The result is pretty good. There are only occasional false positives, and only the most similarly colored holds are missed. The sharp corners of the actual wall are also picked up, but they can easily be filtered out as being long skinny lines. Although the mean shift filtering algorithm is slow enough that it can't run in real time, it's ok because we can just detect the holds during a calibration period, before the climber ever gets on the wall. I still want to do a lot more work on perfecting hold detection, but this is a pretty good start.
Above: Raw RGB frame.
Above: After applying Mean Shift Filtering to the original picture. It looks like a comic book!
Above: overlay of result of Canny edge detection.
Above: The original image after a simple median blur. Notice that the edges of the holds are blurry.
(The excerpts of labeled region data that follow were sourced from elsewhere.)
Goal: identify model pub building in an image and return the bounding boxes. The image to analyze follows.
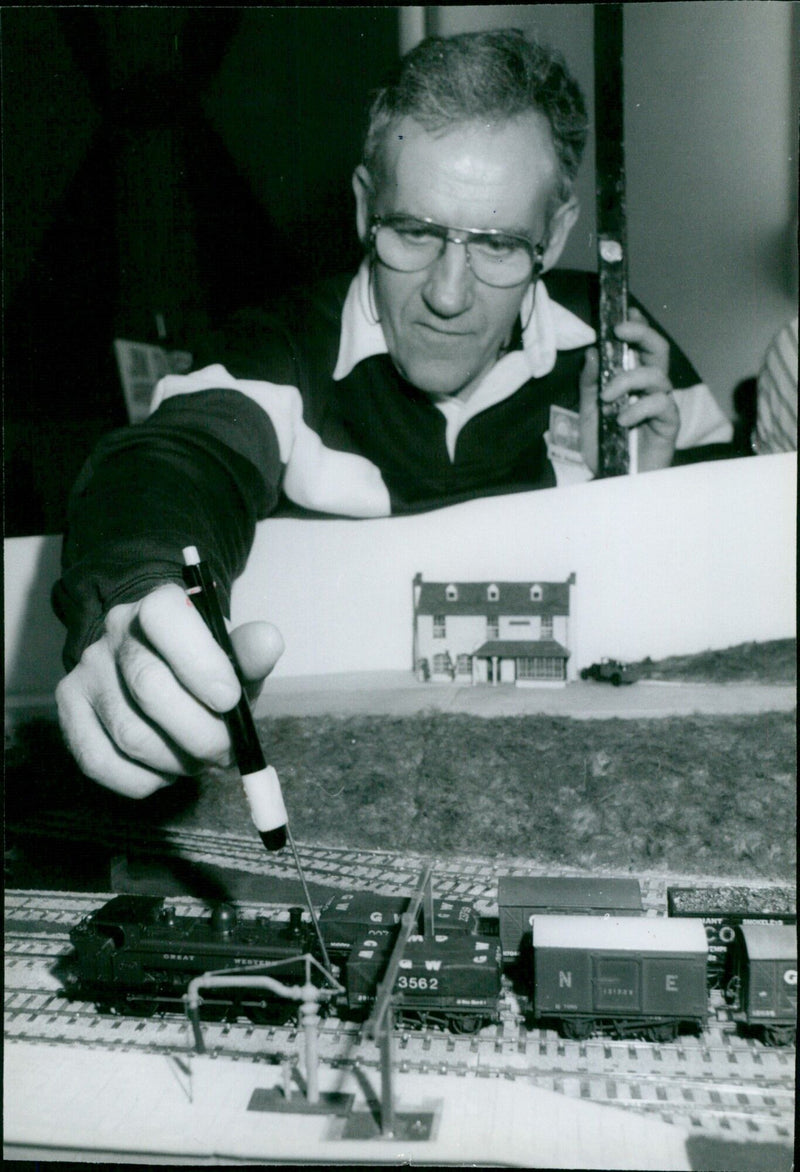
[413,573,575,687]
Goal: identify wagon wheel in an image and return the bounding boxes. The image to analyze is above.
[450,1014,484,1034]
[563,1017,595,1042]
[644,1022,678,1042]
[764,1026,796,1045]
[723,976,741,1006]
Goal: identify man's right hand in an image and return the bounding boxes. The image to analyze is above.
[56,584,283,798]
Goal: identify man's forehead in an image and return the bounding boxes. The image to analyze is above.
[377,113,558,227]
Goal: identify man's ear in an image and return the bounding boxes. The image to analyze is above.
[541,196,581,273]
[353,163,375,247]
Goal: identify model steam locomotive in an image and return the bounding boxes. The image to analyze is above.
[70,880,796,1044]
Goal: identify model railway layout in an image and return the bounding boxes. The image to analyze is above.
[6,892,794,1144]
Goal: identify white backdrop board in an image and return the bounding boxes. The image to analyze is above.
[233,455,796,675]
[5,454,796,699]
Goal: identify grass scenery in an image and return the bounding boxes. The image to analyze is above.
[6,640,796,880]
[633,639,798,683]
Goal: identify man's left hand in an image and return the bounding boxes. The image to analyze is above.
[580,309,681,473]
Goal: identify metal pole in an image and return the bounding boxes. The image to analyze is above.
[381,1008,395,1138]
[300,1001,320,1103]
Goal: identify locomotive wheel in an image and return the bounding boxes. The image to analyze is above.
[563,1017,594,1042]
[200,999,233,1022]
[247,1001,296,1026]
[109,997,158,1017]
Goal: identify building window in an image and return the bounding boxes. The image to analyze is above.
[517,655,565,680]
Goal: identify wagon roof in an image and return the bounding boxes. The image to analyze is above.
[533,915,709,956]
[498,875,642,911]
[741,924,798,960]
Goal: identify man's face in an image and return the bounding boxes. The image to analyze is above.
[356,114,568,398]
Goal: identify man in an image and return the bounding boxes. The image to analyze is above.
[48,32,726,797]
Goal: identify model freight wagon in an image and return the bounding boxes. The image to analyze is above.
[320,891,479,962]
[340,933,501,1034]
[726,924,798,1045]
[666,887,798,989]
[498,875,642,960]
[533,915,706,1041]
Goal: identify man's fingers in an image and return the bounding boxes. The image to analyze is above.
[614,308,670,374]
[601,367,672,403]
[114,639,230,774]
[231,622,283,700]
[617,390,679,432]
[55,675,175,798]
[138,582,241,713]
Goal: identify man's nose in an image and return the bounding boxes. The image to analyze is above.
[422,240,473,318]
Overlaying Depth and RGB Frames
The RGB and depth camera on the Kinect are not aligned with each other, and have different FOV's. We need to be able to translate between the two different frames, so that we can do things such as relate the location of a hold detected in the RGB frame to the climber's hand detected in the depth frame. To do this we use OpenCV's getPerspectiveTransform() and warpPerspective() methods. First, we take a picture with the Kinect of a scene that has 4 landmarks distinguishable in both the depth and RGB frame. I used yardsticks stuck up in the air. Then, we find the coordinates of each of these points in both frames, and feed these 8 coordinates into getPerspectiveTransform(). This returns a 3x3 affine transformation matrix that encodes how to rotate, scale, and shear one image to get it to line up with the other. So, to convert an image from the depth frame to the RGB frame or vise versa, we call warpPerspective() with this transformation matrix and the source image. This is very useful for overlaying the mask of the climber, determined from the depth frame, over the top of the RGB image.
In the following image, the green is the mask of the climber found from the depth image. It is easy to see the edges of the depth image, and how the two views align. Notice the smaller field of view of the depth image, and that the view is even a little bit tilted.
Conclusion
In conclusion, I've managed to get some decent climber and hold detection, and have learned a lot about computer vision along the way. The detection isn't accurate enough yet for a real AR game, but with some tweaking it might be able to get there.
Another thought I have is to try to do everything with the RGB camera, and completely toss the depth image. That would be cool because then the project wouldn't rely on the Kinect, and could be built with a Rasberry Pi and cheap webcam! With AI these days, it seems like this should be possible.